The Iranian threat actor known as Oil rig A patched privilege escalation flaw affecting the Windows kernel was seen being used in a cyber espionage campaign targeting the UAE and the wider Gulf region.
“The group uses sophisticated tactics that include deploying a backdoor that uses Microsoft Exchange servers to steal credentials and exploiting vulnerabilities such as CVE-2024-30088 for elevation of privilege,” Trend Micro researchers Mohamed Fahmi, Bahaa Yamani, Ahmed Kamal and Nick Dye said in an analysis published on Friday.
A cyber security company tracks down a pseudonymous threat actor The land of Simnavazwhich is also called APT34, Crambus, Cobalt Gypsy, GreenBug, Hazel Sandstorm (formerly EUROPIUM), and Helix Kitten.
The chain of attacks involves the deployment of a previously undocumented implant that comes with the ability to steal credentials via on-premises Microsoft Exchange servers, a proven tactic adopted by adversaries in the past, while also incorporating newly discovered vulnerabilities into its arsenal of exploits.
CVE-2024-30088, patched up Microsoft in June 2024 addresses a privilege escalation case in the Windows kernel that can be used to gain SYSTEM privileges, assuming attackers can win the race.

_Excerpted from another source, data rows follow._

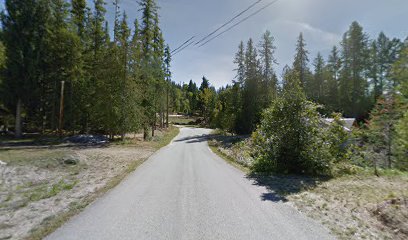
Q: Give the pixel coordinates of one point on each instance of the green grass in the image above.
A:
(166, 138)
(228, 159)
(185, 120)
(43, 158)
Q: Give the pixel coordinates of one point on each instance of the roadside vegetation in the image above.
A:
(353, 179)
(41, 188)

Initial access to target networks is facilitated by infiltrating a vulnerable web server to remove the web shell, followed by uninstalling the ngrok remote management tool to maintain persistence and moving to other network endpoints.
The elevation of privilege vulnerability then serves as a delivery channel for a backdoor codenamed STEALHOOK responsible for sending harvested data via an Exchange server to an attacker-controlled email address as an attachment.

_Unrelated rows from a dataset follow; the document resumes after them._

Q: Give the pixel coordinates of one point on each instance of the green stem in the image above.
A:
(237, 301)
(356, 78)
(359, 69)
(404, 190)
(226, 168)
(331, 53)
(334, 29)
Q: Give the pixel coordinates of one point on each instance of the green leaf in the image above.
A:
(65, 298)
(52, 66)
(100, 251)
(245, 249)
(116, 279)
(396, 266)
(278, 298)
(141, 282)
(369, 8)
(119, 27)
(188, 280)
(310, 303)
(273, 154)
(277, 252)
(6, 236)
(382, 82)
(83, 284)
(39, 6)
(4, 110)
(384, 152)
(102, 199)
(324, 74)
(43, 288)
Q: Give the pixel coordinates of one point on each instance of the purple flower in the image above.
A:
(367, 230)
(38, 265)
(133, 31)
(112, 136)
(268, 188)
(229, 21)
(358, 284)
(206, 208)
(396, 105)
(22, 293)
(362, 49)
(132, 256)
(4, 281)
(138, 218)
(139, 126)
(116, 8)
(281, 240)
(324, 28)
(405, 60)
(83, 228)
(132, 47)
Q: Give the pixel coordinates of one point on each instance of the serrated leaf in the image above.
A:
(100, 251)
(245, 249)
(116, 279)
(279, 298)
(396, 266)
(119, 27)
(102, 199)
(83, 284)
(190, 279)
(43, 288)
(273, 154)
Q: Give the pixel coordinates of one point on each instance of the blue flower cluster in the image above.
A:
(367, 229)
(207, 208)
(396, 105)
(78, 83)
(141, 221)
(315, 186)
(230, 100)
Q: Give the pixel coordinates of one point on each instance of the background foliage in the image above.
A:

A notable technique used by OilRig in the latest set of attacks involves abusing elevated privileges to deny password filter Policy DLL (psgfilter.dll) to retrieve sensitive credentials from domain users through domain controllers or local accounts on local machines.

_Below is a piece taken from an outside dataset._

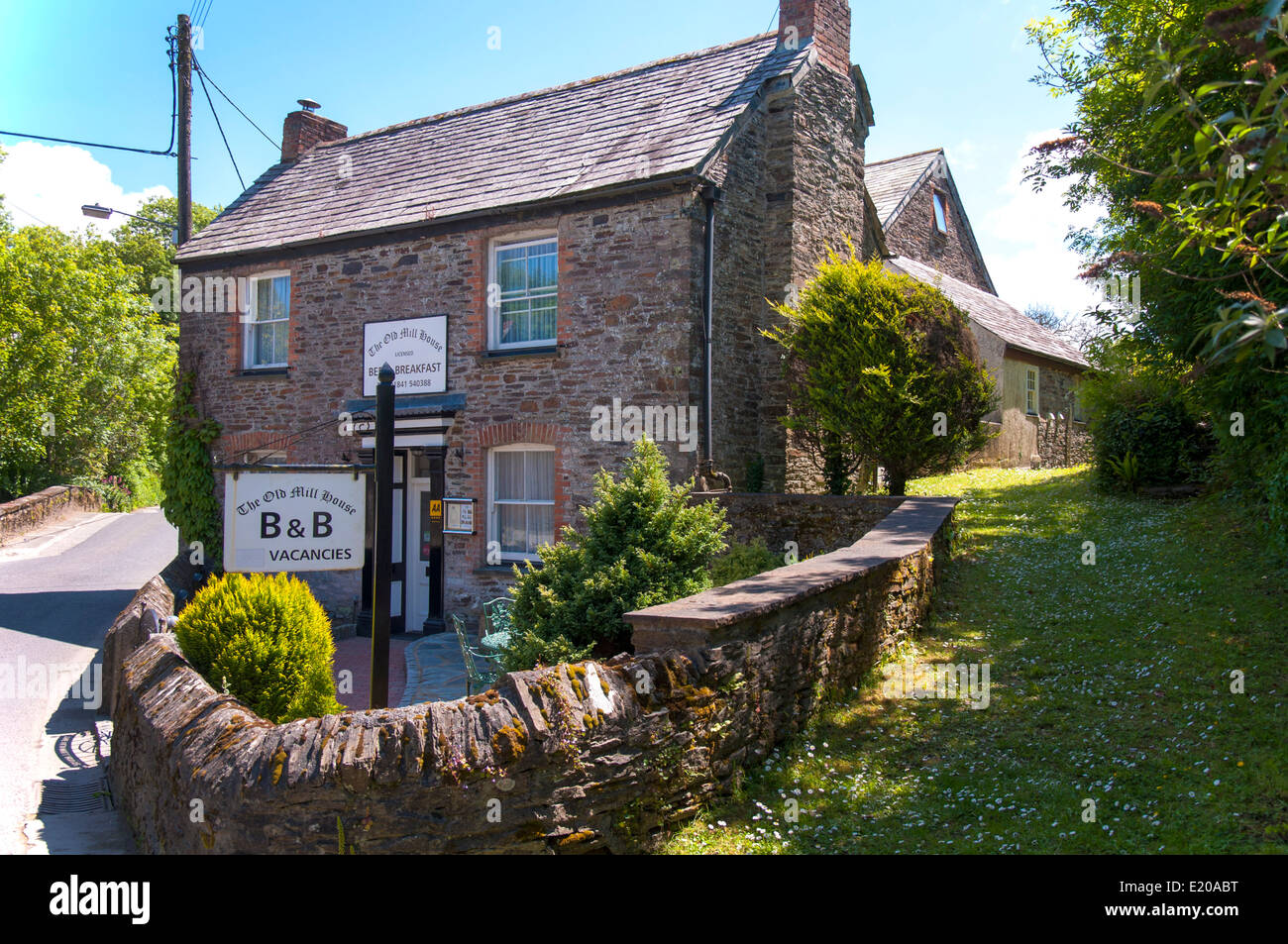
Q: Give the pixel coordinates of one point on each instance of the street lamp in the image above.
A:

“The attacker was very careful with exposed passwords when implementing password filter export features,” the researchers said. “The threat actor also used clear text passwords to gain access and remotely deploy the tools. Plaintext passwords were first encrypted before being stolen when sent over the network.”
It should be noted that the use of psgfilter.dll was observed back in December 2022 in connection with a campaign targeting organizations in the Middle East using another backdoor called MrPerfectionManager.
“Their recent activity suggests that Earth Simnavaz is focused on exploiting vulnerabilities in key infrastructure in geopolitically sensitive regions,” the researchers noted. “They also seek to gain a foothold in compromised facilities so they can use the weapon to attack additional targets.”